A análise do caso ocorrerá pelo plenário virtual, em que os ministros apenas publicam seus votos até o dia 10 de outubro. A Primeira Turma do STF é composta pelos ministros Cármen Lúcia (relatora da ação), Alexandre de Moraes, Flávio Dino, Luiz Fux e Cristiano Zanin.
No vídeo que provocou a abertura da ação, Moro aparece em uma festa junina, em 2022, conversando com algumas pessoas.

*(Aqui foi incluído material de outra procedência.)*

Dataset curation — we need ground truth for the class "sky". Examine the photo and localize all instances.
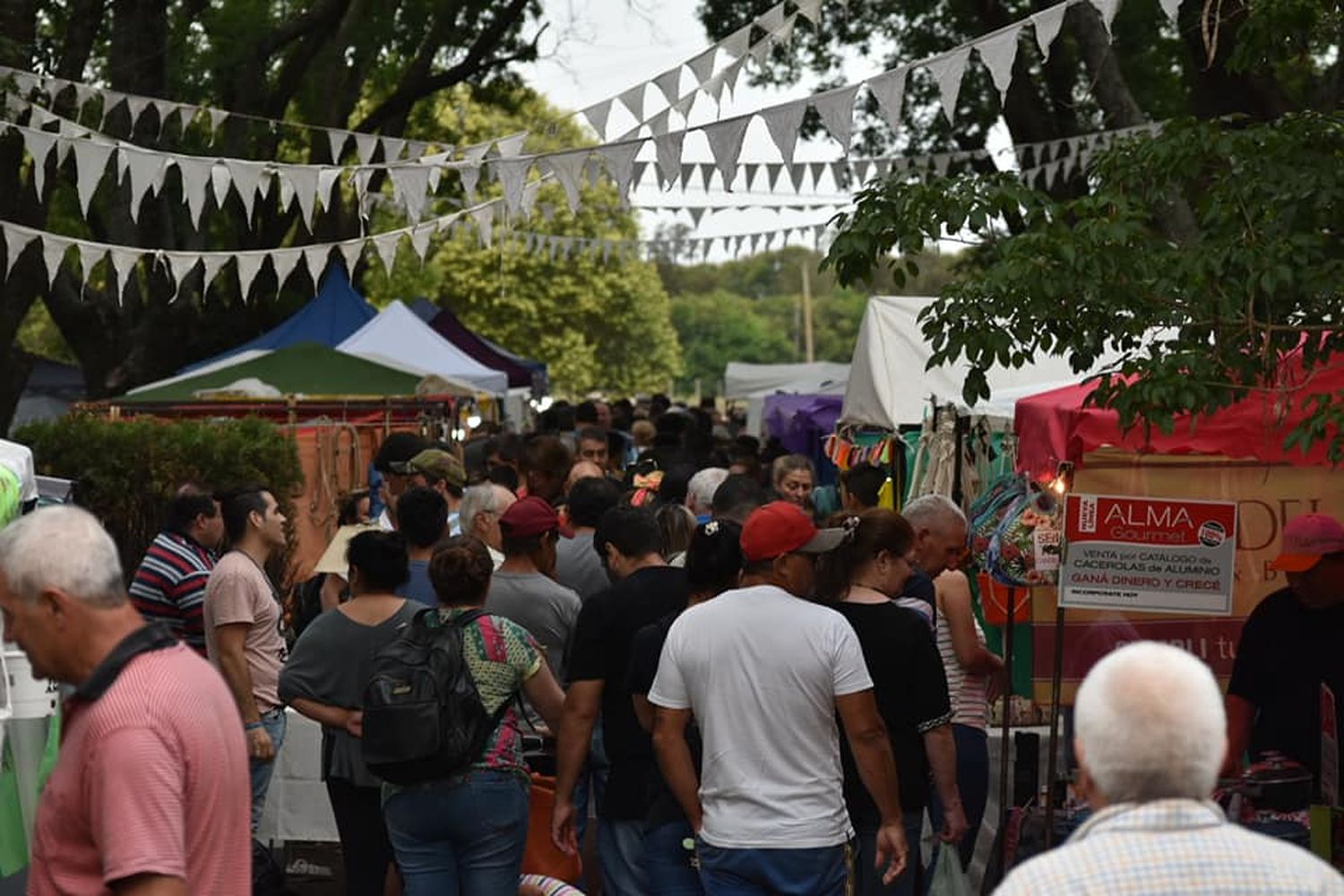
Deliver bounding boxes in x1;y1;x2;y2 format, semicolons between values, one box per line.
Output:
521;0;878;254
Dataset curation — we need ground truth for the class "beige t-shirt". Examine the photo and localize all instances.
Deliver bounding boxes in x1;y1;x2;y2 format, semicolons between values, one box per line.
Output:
206;551;288;712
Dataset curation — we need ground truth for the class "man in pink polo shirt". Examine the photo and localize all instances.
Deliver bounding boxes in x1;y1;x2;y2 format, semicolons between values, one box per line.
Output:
0;506;252;896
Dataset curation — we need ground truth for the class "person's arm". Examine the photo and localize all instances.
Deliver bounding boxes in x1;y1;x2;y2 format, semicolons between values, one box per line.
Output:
108;874;187;896
551;678;604;856
215;622;276;761
1222;694;1255;777
645;702;704;834
523;657;564;731
924;724;967;844
835;688;910;885
935;570;1004;676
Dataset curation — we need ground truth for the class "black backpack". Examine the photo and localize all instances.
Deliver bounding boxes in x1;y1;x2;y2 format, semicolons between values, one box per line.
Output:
360;610;510;785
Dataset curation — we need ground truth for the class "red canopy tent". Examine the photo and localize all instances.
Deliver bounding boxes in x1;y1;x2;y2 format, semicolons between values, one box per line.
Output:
1013;358;1344;474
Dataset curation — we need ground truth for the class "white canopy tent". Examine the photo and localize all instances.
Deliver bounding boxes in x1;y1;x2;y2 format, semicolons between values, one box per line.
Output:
723;361;849;434
840;296;1115;431
336;301;508;395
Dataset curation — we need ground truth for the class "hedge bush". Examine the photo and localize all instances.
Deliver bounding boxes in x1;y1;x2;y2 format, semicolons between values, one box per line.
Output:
11;415;304;576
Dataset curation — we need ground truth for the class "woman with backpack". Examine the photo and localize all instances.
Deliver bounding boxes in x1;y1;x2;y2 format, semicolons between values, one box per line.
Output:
280;532;422;896
383;536;564;896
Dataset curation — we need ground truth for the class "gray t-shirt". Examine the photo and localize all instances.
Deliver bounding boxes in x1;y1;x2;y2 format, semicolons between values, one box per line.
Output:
280;598;425;788
486;571;581;681
556;532;612;600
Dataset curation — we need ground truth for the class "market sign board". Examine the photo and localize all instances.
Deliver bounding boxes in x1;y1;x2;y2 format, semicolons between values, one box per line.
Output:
1059;495;1236;616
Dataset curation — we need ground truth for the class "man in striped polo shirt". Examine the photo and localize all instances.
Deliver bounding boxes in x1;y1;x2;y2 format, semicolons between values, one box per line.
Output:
131;485;225;656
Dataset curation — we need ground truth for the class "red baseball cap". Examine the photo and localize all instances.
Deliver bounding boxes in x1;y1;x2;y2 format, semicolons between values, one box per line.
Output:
742;501;844;563
500;495;570;538
1269;513;1344;573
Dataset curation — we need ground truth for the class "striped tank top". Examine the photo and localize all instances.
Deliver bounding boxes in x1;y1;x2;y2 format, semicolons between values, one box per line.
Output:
937;613;989;729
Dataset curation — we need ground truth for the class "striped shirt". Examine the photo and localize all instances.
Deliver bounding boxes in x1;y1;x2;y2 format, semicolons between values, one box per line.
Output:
29;626;252;896
938;601;989;731
131;530;215;656
995;799;1344;896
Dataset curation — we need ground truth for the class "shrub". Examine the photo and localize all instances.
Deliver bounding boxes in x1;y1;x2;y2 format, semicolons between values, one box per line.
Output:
11;414;304;576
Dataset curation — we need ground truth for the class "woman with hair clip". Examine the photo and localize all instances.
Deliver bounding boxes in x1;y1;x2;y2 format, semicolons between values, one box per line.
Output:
817;508;967;896
631;520;742;896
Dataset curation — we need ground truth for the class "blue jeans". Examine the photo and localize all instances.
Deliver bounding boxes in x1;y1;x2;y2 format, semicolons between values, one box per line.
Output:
383;771;529;896
247;707;285;834
929;726;989;868
696;840;854;896
854;810;924;896
597;818;650;896
644;821;704;896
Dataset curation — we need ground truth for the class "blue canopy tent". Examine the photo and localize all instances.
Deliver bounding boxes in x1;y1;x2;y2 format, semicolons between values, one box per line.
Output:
179;264;378;374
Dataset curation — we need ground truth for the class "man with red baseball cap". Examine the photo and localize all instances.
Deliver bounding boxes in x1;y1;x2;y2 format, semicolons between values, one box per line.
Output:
1225;513;1344;783
648;501;908;896
486;495;581;681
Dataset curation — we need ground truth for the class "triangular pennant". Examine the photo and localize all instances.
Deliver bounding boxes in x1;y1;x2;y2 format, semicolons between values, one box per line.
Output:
354;133;378;165
1031;3;1070;59
210;161;233;208
491;159;532;218
581;99;612;140
234;251;268;302
701;116;752;191
223;159;266;226
472;205;495;247
390;165;429;223
174;156;215;229
23;130;56;200
379;137;406;161
976;25;1021;103
760;99;808;165
280;165;321;234
42;234;74;288
599;141;644;205
327;130;349;165
75;243;108;286
1091;0;1120;36
653;65;682;106
925;47;970;124
271;248;304;293
719;24;752;59
812;84;860;153
617;83;648;121
755;3;784;33
108;246;142;301
546;149;589;212
4;227;35;280
74;140;112;216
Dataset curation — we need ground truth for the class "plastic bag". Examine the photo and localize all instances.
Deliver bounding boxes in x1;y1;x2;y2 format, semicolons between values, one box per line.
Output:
929;844;970;896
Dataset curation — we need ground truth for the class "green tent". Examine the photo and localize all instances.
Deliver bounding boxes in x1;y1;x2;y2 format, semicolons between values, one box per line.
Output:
116;342;421;404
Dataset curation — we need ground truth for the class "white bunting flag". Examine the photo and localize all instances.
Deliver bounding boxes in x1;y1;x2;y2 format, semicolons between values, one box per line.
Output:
925;47;970;124
701;116;752;191
812;84;859;153
74;140;112;218
1031;3;1069;59
760;99;808;165
546;149;589;212
976;25;1021;105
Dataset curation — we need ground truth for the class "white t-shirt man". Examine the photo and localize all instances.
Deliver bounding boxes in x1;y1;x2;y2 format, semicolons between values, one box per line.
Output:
650;584;873;849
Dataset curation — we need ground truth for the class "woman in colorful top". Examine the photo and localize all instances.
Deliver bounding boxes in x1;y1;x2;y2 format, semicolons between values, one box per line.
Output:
280;532;424;896
929;570;1004;868
383;536;564;896
817;508;967;896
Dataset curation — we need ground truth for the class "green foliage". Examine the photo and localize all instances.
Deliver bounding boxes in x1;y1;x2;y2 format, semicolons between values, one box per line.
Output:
13;415;304;575
827;113;1344;460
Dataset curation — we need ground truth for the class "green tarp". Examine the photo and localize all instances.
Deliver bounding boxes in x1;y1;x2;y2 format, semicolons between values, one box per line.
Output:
125;342;421;404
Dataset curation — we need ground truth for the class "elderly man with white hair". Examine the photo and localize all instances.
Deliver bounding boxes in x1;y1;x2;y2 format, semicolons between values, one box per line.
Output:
0;506;252;896
995;642;1344;896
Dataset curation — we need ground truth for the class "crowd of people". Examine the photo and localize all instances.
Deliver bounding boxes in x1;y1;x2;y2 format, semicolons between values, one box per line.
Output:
0;399;1344;896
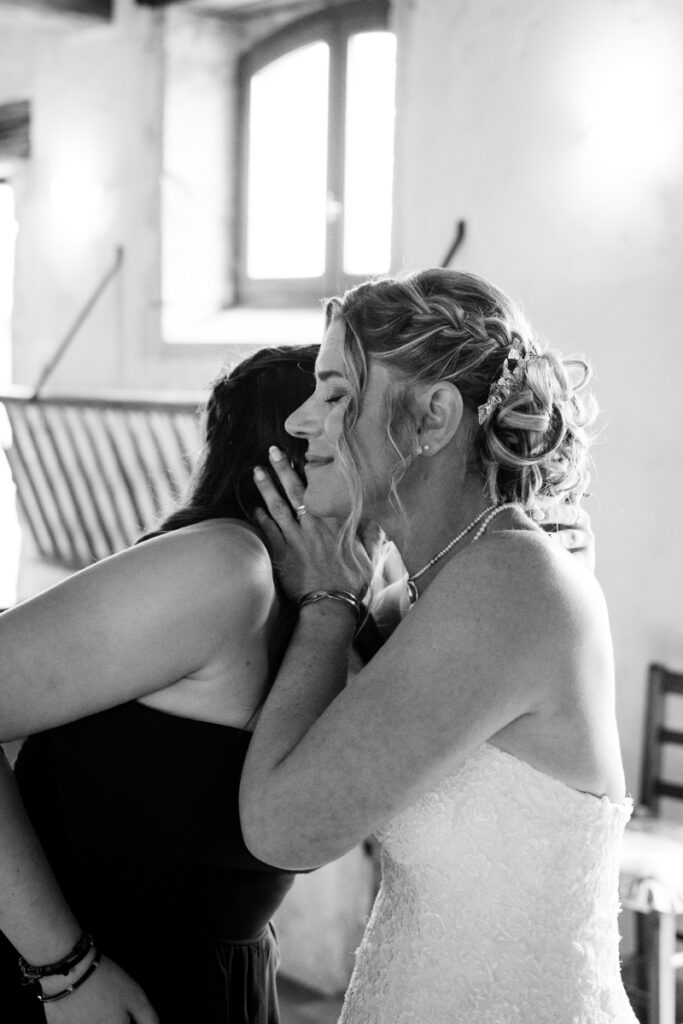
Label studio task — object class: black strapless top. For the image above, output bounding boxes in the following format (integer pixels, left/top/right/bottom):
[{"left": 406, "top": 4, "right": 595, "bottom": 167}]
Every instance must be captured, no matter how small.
[{"left": 0, "top": 701, "right": 294, "bottom": 1024}]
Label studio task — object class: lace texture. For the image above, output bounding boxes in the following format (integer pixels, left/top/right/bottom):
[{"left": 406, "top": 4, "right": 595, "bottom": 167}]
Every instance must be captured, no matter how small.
[{"left": 339, "top": 743, "right": 637, "bottom": 1024}]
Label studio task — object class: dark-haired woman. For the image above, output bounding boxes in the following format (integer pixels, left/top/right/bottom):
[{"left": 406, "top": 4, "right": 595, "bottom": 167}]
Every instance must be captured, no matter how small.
[
  {"left": 241, "top": 269, "right": 636, "bottom": 1024},
  {"left": 0, "top": 347, "right": 316, "bottom": 1024}
]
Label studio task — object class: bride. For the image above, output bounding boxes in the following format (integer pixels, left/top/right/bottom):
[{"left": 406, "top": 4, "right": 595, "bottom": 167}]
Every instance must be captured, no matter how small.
[{"left": 241, "top": 269, "right": 636, "bottom": 1024}]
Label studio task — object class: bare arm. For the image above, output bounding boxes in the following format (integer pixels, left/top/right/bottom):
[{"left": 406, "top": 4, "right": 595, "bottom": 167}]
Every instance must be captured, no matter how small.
[
  {"left": 0, "top": 530, "right": 272, "bottom": 1024},
  {"left": 241, "top": 469, "right": 582, "bottom": 868}
]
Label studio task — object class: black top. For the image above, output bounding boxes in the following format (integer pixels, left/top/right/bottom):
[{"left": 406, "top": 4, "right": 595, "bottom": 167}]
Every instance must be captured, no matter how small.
[{"left": 0, "top": 701, "right": 294, "bottom": 1024}]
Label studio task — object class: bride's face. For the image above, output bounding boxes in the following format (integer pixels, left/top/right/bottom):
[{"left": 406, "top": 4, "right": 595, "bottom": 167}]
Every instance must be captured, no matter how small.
[{"left": 285, "top": 319, "right": 398, "bottom": 521}]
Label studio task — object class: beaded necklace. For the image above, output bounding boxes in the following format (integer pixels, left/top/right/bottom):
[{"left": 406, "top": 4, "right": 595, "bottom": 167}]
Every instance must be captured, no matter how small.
[{"left": 407, "top": 502, "right": 514, "bottom": 606}]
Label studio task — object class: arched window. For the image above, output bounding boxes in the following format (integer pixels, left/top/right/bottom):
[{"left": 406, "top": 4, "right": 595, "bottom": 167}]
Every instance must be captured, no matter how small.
[{"left": 236, "top": 0, "right": 395, "bottom": 306}]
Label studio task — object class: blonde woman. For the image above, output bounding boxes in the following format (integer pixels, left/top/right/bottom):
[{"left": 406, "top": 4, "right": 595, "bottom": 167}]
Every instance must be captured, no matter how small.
[{"left": 241, "top": 269, "right": 635, "bottom": 1024}]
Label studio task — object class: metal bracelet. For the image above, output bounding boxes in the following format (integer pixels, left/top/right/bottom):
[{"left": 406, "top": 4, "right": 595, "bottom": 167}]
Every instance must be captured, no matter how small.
[{"left": 36, "top": 950, "right": 100, "bottom": 1002}]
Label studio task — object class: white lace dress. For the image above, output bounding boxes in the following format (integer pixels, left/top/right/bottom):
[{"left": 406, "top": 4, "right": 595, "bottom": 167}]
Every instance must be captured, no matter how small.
[{"left": 340, "top": 743, "right": 637, "bottom": 1024}]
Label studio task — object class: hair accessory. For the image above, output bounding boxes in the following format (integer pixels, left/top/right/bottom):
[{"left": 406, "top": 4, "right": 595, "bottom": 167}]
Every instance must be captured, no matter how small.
[
  {"left": 19, "top": 933, "right": 95, "bottom": 985},
  {"left": 298, "top": 590, "right": 364, "bottom": 625},
  {"left": 36, "top": 950, "right": 101, "bottom": 1002},
  {"left": 477, "top": 348, "right": 528, "bottom": 426}
]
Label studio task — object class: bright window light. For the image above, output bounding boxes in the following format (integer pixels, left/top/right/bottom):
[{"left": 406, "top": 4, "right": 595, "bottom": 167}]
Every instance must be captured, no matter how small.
[
  {"left": 344, "top": 32, "right": 396, "bottom": 274},
  {"left": 247, "top": 42, "right": 330, "bottom": 279}
]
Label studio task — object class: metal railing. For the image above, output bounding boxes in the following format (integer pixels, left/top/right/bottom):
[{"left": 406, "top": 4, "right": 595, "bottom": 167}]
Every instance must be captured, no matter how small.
[{"left": 0, "top": 388, "right": 201, "bottom": 569}]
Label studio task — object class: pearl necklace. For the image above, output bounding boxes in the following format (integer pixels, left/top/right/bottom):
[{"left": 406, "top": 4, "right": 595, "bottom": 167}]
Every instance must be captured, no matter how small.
[{"left": 407, "top": 502, "right": 514, "bottom": 607}]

No diálogo, uma mulher diz: “Está subornando o velho”. O ex-juiz responde: “Não, isso é fiança. Instituto para comprar um habeas corpus do Gilmar Mendes”. A gravação veio a público somente em abril de 2023.
À época, por meio de nota enviada para a revista IstoÉ, Moro afirmou que a fala foi retirada de contexto, visto que foi divulgado apenas um fragmento, “e não contém nenhuma acusação contra ninguém”. Para a PGR, no entanto, o ex-juiz agiu com a intenção de manchar a imagem de Gilmar Mendes ao atribuir-lhe uma falsa prática de crime de corrupção passiva.